The Delaware Supreme Court on Friday reinstated Elon Musk’s 2018 Tesla compensation package—now valued at a casual $139 billion. What was once deemed “unfathomable” by a lower court is now officially fathomable again, leaving Musk feeling thoroughly vindicated.
Musk’s victory means his ownership stake could jump from around 12% to over 18%, giving him swifter voting power at a company already juggling electric cars, robots, and space dreams. Analysts note this accelerates his control, especially handy since he’s busy running SpaceX and xAI too.
Tesla avoids a potential multi-billion-dollar accounting headache from replacing the award, keeping profits looking a tad healthier. Shares ticked up modestly in after-hours trading, as if the market shrugged and said, “Well, that was expected.”
Delaware’s reputation as the go-to state for corporations takes another gentle bruise, though it remains the popular choice despite a few high-profile exits.
The saga began in 2018 when Tesla shareholders first approved a performance-based plan granting Musk options on about 304 million shares—if the company hit ambitious milestones.
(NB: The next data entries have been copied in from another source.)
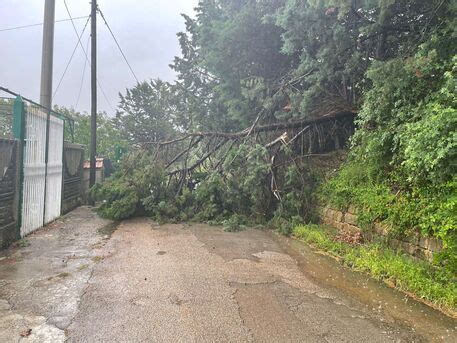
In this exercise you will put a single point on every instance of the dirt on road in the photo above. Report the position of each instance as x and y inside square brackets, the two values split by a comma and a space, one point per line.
[194, 283]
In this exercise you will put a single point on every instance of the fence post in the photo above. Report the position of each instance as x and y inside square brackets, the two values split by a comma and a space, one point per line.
[19, 135]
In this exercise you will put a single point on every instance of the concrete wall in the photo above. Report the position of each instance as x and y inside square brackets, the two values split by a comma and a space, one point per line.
[9, 197]
[73, 159]
[416, 245]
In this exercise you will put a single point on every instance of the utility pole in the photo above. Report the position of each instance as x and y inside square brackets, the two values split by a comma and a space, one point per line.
[47, 54]
[93, 117]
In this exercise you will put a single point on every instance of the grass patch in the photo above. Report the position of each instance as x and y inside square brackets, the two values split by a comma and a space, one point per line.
[434, 285]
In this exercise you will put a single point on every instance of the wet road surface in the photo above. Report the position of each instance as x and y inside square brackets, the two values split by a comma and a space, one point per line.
[194, 283]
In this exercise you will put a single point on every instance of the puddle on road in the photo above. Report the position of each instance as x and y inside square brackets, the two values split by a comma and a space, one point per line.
[109, 229]
[374, 295]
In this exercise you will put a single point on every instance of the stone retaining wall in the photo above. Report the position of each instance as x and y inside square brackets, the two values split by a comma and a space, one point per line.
[417, 245]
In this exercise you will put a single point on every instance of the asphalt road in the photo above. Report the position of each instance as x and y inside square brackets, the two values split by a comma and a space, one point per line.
[184, 283]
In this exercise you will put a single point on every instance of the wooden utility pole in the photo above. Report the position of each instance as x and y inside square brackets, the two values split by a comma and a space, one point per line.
[93, 121]
[47, 54]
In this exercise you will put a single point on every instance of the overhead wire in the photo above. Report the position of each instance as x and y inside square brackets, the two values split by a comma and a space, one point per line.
[82, 78]
[118, 45]
[38, 24]
[87, 58]
[71, 58]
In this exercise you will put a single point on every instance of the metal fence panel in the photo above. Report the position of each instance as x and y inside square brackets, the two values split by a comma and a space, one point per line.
[34, 170]
[54, 170]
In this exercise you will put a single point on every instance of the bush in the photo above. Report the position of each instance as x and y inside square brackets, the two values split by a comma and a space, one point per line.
[435, 285]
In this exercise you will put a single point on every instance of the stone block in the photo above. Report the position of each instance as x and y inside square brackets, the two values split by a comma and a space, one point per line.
[395, 243]
[435, 245]
[350, 218]
[337, 215]
[381, 229]
[352, 209]
[410, 248]
[430, 243]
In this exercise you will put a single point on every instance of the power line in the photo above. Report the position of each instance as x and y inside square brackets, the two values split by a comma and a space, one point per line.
[85, 54]
[82, 78]
[119, 47]
[39, 24]
[71, 58]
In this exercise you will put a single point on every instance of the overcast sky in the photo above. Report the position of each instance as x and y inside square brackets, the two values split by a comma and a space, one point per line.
[145, 29]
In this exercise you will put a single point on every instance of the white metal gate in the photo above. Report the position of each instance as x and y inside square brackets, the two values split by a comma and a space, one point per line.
[54, 170]
[41, 199]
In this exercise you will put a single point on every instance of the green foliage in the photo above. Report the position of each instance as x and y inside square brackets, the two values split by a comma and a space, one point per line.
[108, 135]
[120, 200]
[402, 163]
[432, 284]
[146, 111]
[129, 191]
Tesla did hit those marks, turning a struggling automaker into a powerhouse worth trillions at peaks.
Yet Musk couldn’t cash in, thanks to a lawsuit from shareholder Richard Tornetta, who owned exactly nine shares—enough, apparently, to spark a courtroom epic.
In 2024, Chancellor Kathaleen McCormick ruled the board was too cozy with Musk and disclosures fell short, voiding the deal entirely.
Musk, not one to quietly accept defeat, rallied shareholders for a re-vote while blasting Delaware’s courts as unfriendly to bold founders.
Companies like Dropbox and Coinbase took note, packing their legal bags for Texas or Nevada.
Shareholders reaffirmed the package overwhelmingly, but the lower court held firm.
Enter the Supreme Court, which in a unanimous 49-page opinion declared total cancellation too harsh.
Leaving Musk unpaid for six years of steering Tesla to glory? Not equitable, the justices reasoned.
They reinstated the plan, awarding nominal damages elsewhere.
Musk promptly posted “vindicated” on X, a understated celebration fitting for someone already the world’s richest.
Lawyers for the challengers, proud of their historic pushback, are mulling next moves.
Meanwhile, Tesla—now happily incorporated in Texas—has fortified against future suits by requiring challengers to own 3% of stock.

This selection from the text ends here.